The four buildings of a Siheyuan are normally positioned along the north-south and east-west axis. The building positioned to the north and facing the south is considered the main house. The buildings adjoining the main house and facing east and west are called side houses. The northern, eastern and western buildings are connected by beautifully decorated pathways. These passages serve as shelters from the sunshine during the day and provide a cool place to appreciate the view of the courtyard. The building that faces north is known as the opposite house. Behind the northern building, there would often be a separate backside building, the only place where two-story buildings are allowed to be constructed in the traditional Siheyuan.

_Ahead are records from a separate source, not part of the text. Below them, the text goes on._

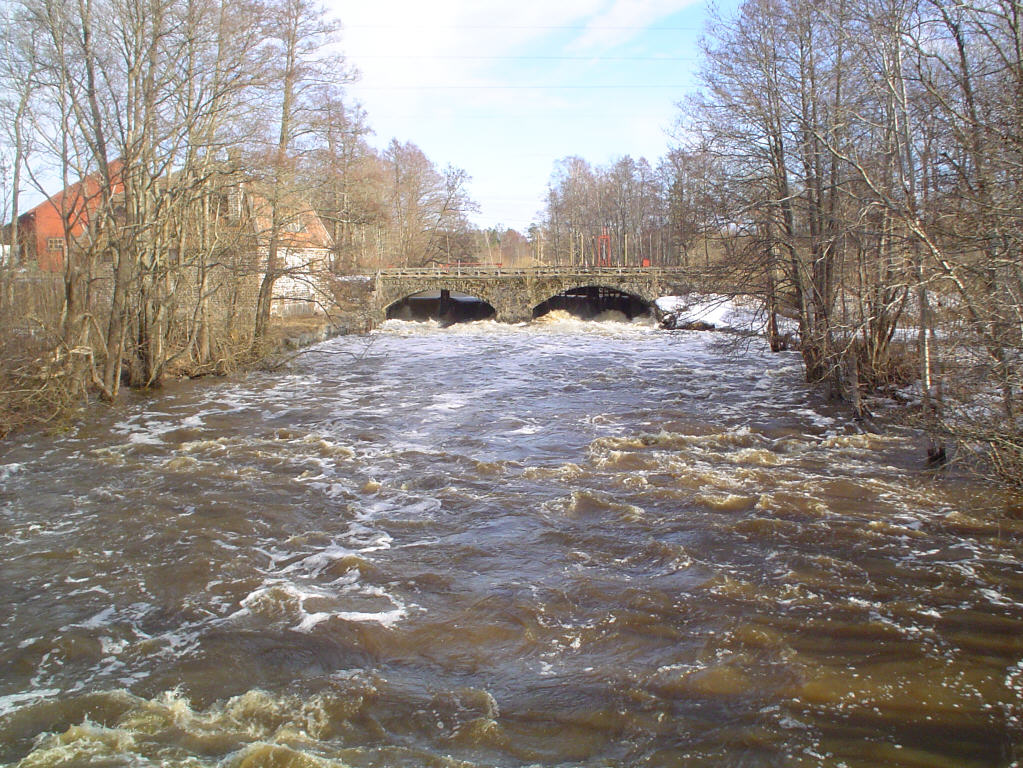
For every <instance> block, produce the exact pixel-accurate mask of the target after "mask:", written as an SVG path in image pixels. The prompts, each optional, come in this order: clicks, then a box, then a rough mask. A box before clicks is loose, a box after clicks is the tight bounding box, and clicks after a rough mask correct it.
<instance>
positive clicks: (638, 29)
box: [343, 24, 704, 32]
mask: <svg viewBox="0 0 1023 768" xmlns="http://www.w3.org/2000/svg"><path fill="white" fill-rule="evenodd" d="M343 26H344V28H345V29H347V30H497V31H501V32H503V31H505V30H520V31H521V30H560V31H570V32H703V30H704V28H703V27H702V26H690V27H590V26H587V25H461V24H451V25H401V24H345V25H343Z"/></svg>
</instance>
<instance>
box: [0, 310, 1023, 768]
mask: <svg viewBox="0 0 1023 768" xmlns="http://www.w3.org/2000/svg"><path fill="white" fill-rule="evenodd" d="M736 341H737V340H736V338H735V337H733V336H729V335H727V334H722V333H711V332H691V331H679V332H665V331H659V330H656V329H654V328H652V327H647V326H643V325H640V324H626V323H580V322H575V321H568V320H562V321H548V322H537V323H533V324H531V325H529V326H502V325H497V324H494V323H491V322H483V323H472V324H466V325H460V326H455V327H452V328H448V329H441V328H438V327H436V326H434V325H432V324H416V323H403V322H398V321H389V322H388V323H387V324H386V325H385V326H384V327H383V328H382V329H380V330H377V331H375V332H374V333H373V334H372V335H370V336H368V337H356V336H349V337H341V338H336V340H333V341H330V342H327V343H325V344H323V345H320V346H318V347H316V348H314V349H312V350H309V351H307V353H306V354H304V355H302V356H300V357H299V358H298V359H297V360H296V361H295V362H294V364H293V367H292V368H291V369H290V370H288V371H286V372H282V373H254V374H249V375H244V376H239V377H235V378H229V379H224V380H222V381H214V382H210V381H209V380H207V381H199V382H188V381H185V382H177V383H173V385H171V386H168V387H167V388H165V389H164V390H163V391H161V392H160V393H158V394H155V395H148V396H131V397H129V399H128V400H126V401H125V402H124V403H123V404H121V405H119V406H117V407H115V408H112V409H109V410H106V411H99V412H98V413H97V414H96V415H95V416H93V415H92V414H90V418H89V421H88V422H87V423H83V424H82V425H80V426H77V427H76V428H74V430H71V431H70V432H68V433H65V434H62V435H59V436H57V437H55V438H54V437H52V436H49V437H44V436H40V437H34V438H30V439H27V440H25V441H23V442H21V443H19V444H10V445H7V446H4V447H3V448H2V453H0V536H2V539H0V540H2V551H0V554H2V558H3V560H2V564H0V587H2V596H0V601H2V602H0V605H2V609H0V763H6V764H18V763H20V764H21V765H24V766H58V765H63V766H83V765H95V766H100V765H101V766H189V767H192V768H197V767H202V766H228V767H235V768H271V767H272V768H283V767H285V766H286V767H287V768H306V767H307V766H353V767H363V766H365V767H368V766H388V767H393V766H408V767H411V766H416V767H418V766H452V767H454V766H457V767H459V768H471V767H473V766H532V765H536V766H586V767H594V768H595V767H596V766H599V767H602V768H610V767H612V766H650V767H655V766H657V767H661V766H686V767H688V766H715V767H718V766H758V767H759V766H835V767H836V768H837V767H838V766H845V767H846V768H861V767H863V768H865V767H866V766H957V767H958V768H964V767H966V768H970V767H972V766H1019V765H1020V764H1021V760H1023V735H1021V733H1023V571H1021V566H1020V563H1021V555H1023V503H1021V500H1020V499H1019V498H1013V497H1011V496H1009V495H1007V494H1005V493H1003V492H999V491H997V490H996V489H992V488H990V487H988V486H984V485H983V484H981V483H980V482H978V481H974V480H971V479H970V477H969V476H967V475H965V473H963V472H957V471H954V470H953V471H945V472H943V473H937V475H935V473H932V472H927V471H925V470H924V469H923V467H922V461H921V455H922V450H921V445H920V441H919V440H918V439H917V438H916V437H915V436H913V435H911V434H909V433H902V432H898V431H894V432H892V433H891V434H888V435H886V436H874V435H860V434H856V432H855V431H853V430H850V428H849V424H848V422H847V419H846V416H845V414H844V412H843V411H841V410H840V409H836V408H833V407H830V406H828V405H827V404H825V403H822V402H821V401H820V400H819V399H818V398H817V397H816V396H814V395H813V394H812V393H811V392H809V391H808V390H807V389H806V387H805V386H804V385H803V382H802V380H801V374H800V365H799V358H798V356H797V355H796V354H795V353H782V354H777V355H772V354H770V353H769V352H767V351H765V349H764V348H763V345H762V344H761V343H760V342H759V341H758V340H745V341H743V342H742V344H740V345H739V346H737V345H736V344H735V343H736Z"/></svg>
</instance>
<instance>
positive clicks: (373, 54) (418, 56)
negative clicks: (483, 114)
mask: <svg viewBox="0 0 1023 768" xmlns="http://www.w3.org/2000/svg"><path fill="white" fill-rule="evenodd" d="M349 55H350V57H351V58H353V59H355V60H358V61H361V60H363V59H365V60H386V61H392V60H409V61H430V60H437V59H443V60H447V61H451V60H453V61H461V60H474V61H476V60H480V61H652V62H658V61H697V60H699V57H698V56H475V55H468V54H466V55H440V56H433V55H430V56H413V55H404V54H396V55H381V54H369V55H357V54H349Z"/></svg>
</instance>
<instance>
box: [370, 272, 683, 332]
mask: <svg viewBox="0 0 1023 768" xmlns="http://www.w3.org/2000/svg"><path fill="white" fill-rule="evenodd" d="M692 276H693V275H692V270H686V269H684V268H681V267H524V268H504V267H480V266H473V265H465V266H457V267H447V268H421V269H412V268H409V269H387V270H382V271H380V272H377V273H376V275H375V278H374V287H373V314H374V320H375V321H376V322H382V321H383V320H385V319H387V310H388V308H389V307H390V306H391V305H393V304H395V303H396V302H400V301H402V300H403V299H406V298H407V297H410V296H413V295H415V293H420V292H425V291H437V290H451V291H457V292H459V293H465V295H468V296H471V297H475V298H476V299H479V300H480V301H483V302H486V303H487V304H489V305H490V306H491V307H493V308H494V312H495V319H496V320H498V321H500V322H509V323H514V322H524V321H528V320H531V319H532V318H533V309H534V308H535V307H537V306H538V305H540V304H542V303H543V302H545V301H547V300H548V299H551V298H553V297H555V296H559V295H562V293H564V292H565V291H567V290H572V289H575V288H588V287H597V288H610V289H613V290H617V291H620V292H622V293H625V295H628V296H631V297H635V298H636V299H639V300H640V301H641V302H643V303H646V304H648V305H650V306H652V307H653V305H654V302H655V301H657V300H658V299H659V298H661V297H662V296H670V295H673V293H679V292H685V291H686V290H687V289H688V288H690V287H691V284H690V278H691V277H692Z"/></svg>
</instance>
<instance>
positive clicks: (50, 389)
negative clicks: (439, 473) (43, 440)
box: [0, 315, 353, 441]
mask: <svg viewBox="0 0 1023 768" xmlns="http://www.w3.org/2000/svg"><path fill="white" fill-rule="evenodd" d="M349 332H353V329H352V328H350V327H349V326H348V325H346V324H345V323H343V322H340V321H332V320H330V319H328V318H327V317H326V316H323V315H315V316H311V317H287V318H279V317H278V318H273V319H272V320H271V325H270V329H269V333H268V334H267V338H266V340H265V342H264V343H263V344H262V345H261V346H260V347H258V348H250V349H249V350H248V351H246V352H244V353H241V354H238V355H236V356H234V357H231V358H230V359H223V360H221V361H219V362H218V363H217V364H216V365H215V366H206V367H203V368H195V367H194V366H189V365H188V364H187V363H182V364H179V365H176V366H172V367H171V369H170V371H169V379H170V380H173V379H183V378H204V377H218V376H222V375H226V374H228V373H233V372H237V371H243V370H251V369H257V368H262V367H273V366H274V365H275V364H276V362H277V361H279V360H280V359H281V358H282V357H283V356H285V355H286V354H288V353H292V352H294V351H296V350H301V349H303V348H305V347H310V346H312V345H314V344H319V343H320V342H324V341H326V340H328V338H332V337H333V336H337V335H342V334H345V333H349ZM15 341H16V342H17V343H16V344H14V343H13V342H11V341H10V340H8V343H7V344H5V345H3V346H2V348H0V358H2V359H3V361H4V364H3V367H2V369H0V441H2V440H6V439H8V438H9V437H10V436H12V435H16V434H18V433H20V432H21V431H24V430H32V428H44V430H53V431H56V432H59V431H61V430H63V428H64V427H65V426H66V425H68V424H70V423H71V422H72V421H73V420H74V419H75V418H77V417H79V416H81V415H82V413H83V410H84V409H86V408H88V407H89V406H90V405H91V404H92V403H93V402H94V401H93V398H92V397H91V396H90V395H88V394H86V395H83V394H78V393H75V392H73V391H72V390H71V389H70V388H69V387H68V386H66V383H65V381H64V378H65V376H64V375H63V374H62V373H63V372H62V361H61V360H59V359H58V360H57V361H56V362H54V363H51V364H46V363H44V362H43V361H44V359H46V358H47V357H52V354H51V347H52V346H51V344H50V343H49V342H48V340H46V338H43V337H36V336H32V335H26V336H24V337H20V338H17V340H15Z"/></svg>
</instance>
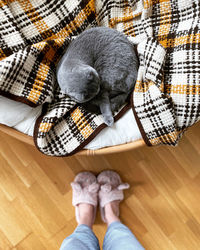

The entrance gate, usually painted vermilion and with copper door knockers on it, is usually at the southeastern corner. Normally, there is a screen wall inside the gate for privacy; superstition holds that it also protects the house from evil spirits. A pair of stone lions are often placed outside the gate. Some large siheyuan compounds would have two or more layers of courtyards and even private gardens attached to them. That is a sign of wealth and status in ancient times.
The courtyard dwellings are built according to the traditional concepts of the five elements that are believed to compose the universe and the eight diagrams of divination. The gate is at the southeast corner which is thewindcorner and the main house is built on the north side which is believed to belong to water, an element to prevent fire.
The layout of a simple courtyard represents traditional Chinese morality and Confucian ethics. In Beijing four buildings in a single courtyard receive different amounts of sunlight. The northern main building receives the most, thus serving as the living room and bedroom of the owner or head of the family. The eastern and western side buildings receive less and serve as the rooms for children or less important members of the family. The southern building receives the least sunlight and usually functions as a reception room and the servants dwelling, or a place where the family would gather to relax, eat or study. The backside building is for unmarried daughters and female servants: because unmarried girls were not allowed direct exposure to the public, they occupied the most secluded building in the siheyuan.
A more detailed and further stratified Confucian order was followed in ancient China. The main house in the north was assigned to the eldest member of the family, i. e. the head of the family, usually grandparents. If the main house had enough rooms, a central room would serve as a shrine for ancestral worship. When the head of the household had concubines, the wife would reside in the room to the eastern end of the main house while the concubines would reside in the room to the western end of the main house. The eldest son of the family and his wife would live in the western side house while the younger son and his wife would reside in the eastern side house. If a grandson was fully gro在几十人的培训班，您可能羞涩，doubaobao.net可能自愧不如，不会在课堂上与老师多用英语交流互动wn, he would take the opposite house in the south. Unmarried daughters would always stay in the backside building behind the main house.
When a funeral is held in a siheyuan, the location of the casket depends on the status of the deceased, but all caskets are oriented so that the hea12岁以下的儿童不要去强求孩子的单词量和词汇量！517buduo.com要以培养语言认知，学习兴趣，口语发音为主！d of the deceased points south while the feet point north. If the deceased is the head of the household or his wife, then the casket would be on the center line in the main house. If the deceased was the concubine of the head of the household, her casket would remain in the main house, but could not be in the center. If the deceased is a younger male, then his casket is placed on the center line of the courtyard. If the deceased is a younger female, her casket is placed in the courtyard but cannot be on the center line.
Though from antiquity, a siheyuan is a practically sound, engineered structure. Northwestern walls are usually higher than the other walls to protect the inside buildings from the harsh winds blowing across northern China in the winter. Eaves curve downward, so that rainwater will flow along the curve rather than dropping straight down. The rooftop is ridged to provide shade in the summer while retaining warmth in the winter.
A siheyuan offers space, comfort, quiet and privacy. Siheyuan walls provide security as well as protection against dust and storms. With plants, rocks and flowers, the yard is also a garden and acts like an open-air living room. The veranda divides the courtyard into several big and small spaces that are not very distant from each other. Family members talk with each other here, creating a cordial atmosphere.